Saudi delegation visits Israel, Meets Israeli FM and Officials

Saudi delegation Makes Trip to Israel, Meets Israeli FM and Officials
Former Saudi general Dr. Anwar Eshki (center, in striped tie) and other members of his delegation, meeting with Israeli Knesset members and others during a visit to Israel on July 22, 2016

The head of a rare Saudi delegation to Israel and the occupied West Bank met a senior Israeli government official during his trip, Israel’s foreign ministry told AFP on Sunday.

Foreign Ministry spokesman Emmanuel Nahshon said the meeting between retired Saudi general Anwar Eshki and the ministry’s director-general Dore Gold took place but did not give further details.

Eshki’s meetings with Gold and Mordechai reportedly took place at the King David Hotel in the heart of Jerusalem, and not at official Israeli government facilities.

The Jerusalem Post newspaper said Eshki led a delegation of “businessmen and academics” on a mission to promote a stalled Saudi-led 2002 Arab peace initiative.

The recent visit by Eshki is extremely rare and highly unusual,Haaretz explained, saying that the former general couldn’t have traveled to Israel without explicit approval from the Saudi government.

Three Knesset members, Issawi Frej and Michael Rozin (Meretz) and Ksenia Svetlova (Zionist Union) who attended the meeting revealed that the Saudis expressed eagerness to progress Israeli discourse on the peace initiative.

Israeli army radio on Sunday aired an Arabic telephone interview with Eshki, chairman of the Jeddah-based Middle East Centre for Strategic and Legal Studies, in which he denied that his country had security links with the Jewish state.

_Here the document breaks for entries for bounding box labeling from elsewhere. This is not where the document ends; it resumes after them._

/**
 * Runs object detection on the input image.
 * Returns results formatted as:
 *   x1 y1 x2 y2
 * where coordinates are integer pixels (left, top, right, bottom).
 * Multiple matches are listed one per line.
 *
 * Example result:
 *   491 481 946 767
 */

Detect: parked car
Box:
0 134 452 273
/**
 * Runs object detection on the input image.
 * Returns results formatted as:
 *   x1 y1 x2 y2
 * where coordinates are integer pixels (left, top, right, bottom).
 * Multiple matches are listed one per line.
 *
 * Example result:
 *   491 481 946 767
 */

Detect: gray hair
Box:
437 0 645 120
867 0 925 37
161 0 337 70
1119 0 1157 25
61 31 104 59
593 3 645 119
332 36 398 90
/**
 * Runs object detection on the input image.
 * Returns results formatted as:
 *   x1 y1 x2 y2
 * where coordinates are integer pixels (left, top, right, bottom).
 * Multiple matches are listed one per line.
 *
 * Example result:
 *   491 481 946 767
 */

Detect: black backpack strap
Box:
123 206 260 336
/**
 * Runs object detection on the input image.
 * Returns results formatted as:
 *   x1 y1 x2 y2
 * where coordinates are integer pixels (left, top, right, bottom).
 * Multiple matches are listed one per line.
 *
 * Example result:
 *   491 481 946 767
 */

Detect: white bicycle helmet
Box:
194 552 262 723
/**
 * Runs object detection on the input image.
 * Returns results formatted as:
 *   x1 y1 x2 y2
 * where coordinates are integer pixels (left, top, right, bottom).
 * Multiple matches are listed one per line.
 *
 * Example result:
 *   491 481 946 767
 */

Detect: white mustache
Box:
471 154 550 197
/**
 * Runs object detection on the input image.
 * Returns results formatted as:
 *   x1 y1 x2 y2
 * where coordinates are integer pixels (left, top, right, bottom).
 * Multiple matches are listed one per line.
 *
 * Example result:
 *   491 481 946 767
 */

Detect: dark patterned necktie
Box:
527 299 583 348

“To my knowledge there is no cooperation in the struggle against terrorism,” he said.

He said that Israel would only be able to make peace with the Arab world when it had resolved the conflict with the Palestinians, in accordance with the 2002 Arab proposal.

It calls for Israel to withdraw from the occupied territories and resolve the issue of refugees with the Palestinians, leading to the creation of a Palestinian state, in exchange for normalised relations with Arab countries.

“Peace will not come from Arab countries, but the Palestinians and the implementation of the Arab peace plan,” Eshki said.

The radio quoted him as saying the Israeli-Palestinian conflict “is not the cause of terrorism, but it provides a breeding ground for conflict in the region”.

The Israeli side was optimistic about the visit too.

“The Saudis want to open up to Israel,” Frej said. “It’s a strategic move for them. They want to continue what former Egyptian president Anwar Sadat started (with the 1979 Israeli-Egyptian peace treaty). They want to get closer with Israel, and we could feel it clearly.”

This is not the first time Eshki and Gold have met. In August 2015, the two shook hands and made back-to-back addresses to the Washington-based Council on Foreign Relations think tank. Both leaders advocated for a move towards Israeli-Saudi peace and acknowledged Iran as the main threat to stability and security in the region.

During their short trip last week, the delegation also took the time to meet with Palestinian Authority President Mahmoud Abbas, as well as several other Palestinian officials, and toured the city of Ramallah, Haaretz reported.

Eshki is no stranger to warm overtures toward Israel. In April, the former general expressed willingness to establish a Saudi embassy in Tel Aviv, contingent upon Israel’s cooperation in adopting the Arab Peace Initiative.

Egypt and Jordan are the only two Arab nations to have made peace with Israel.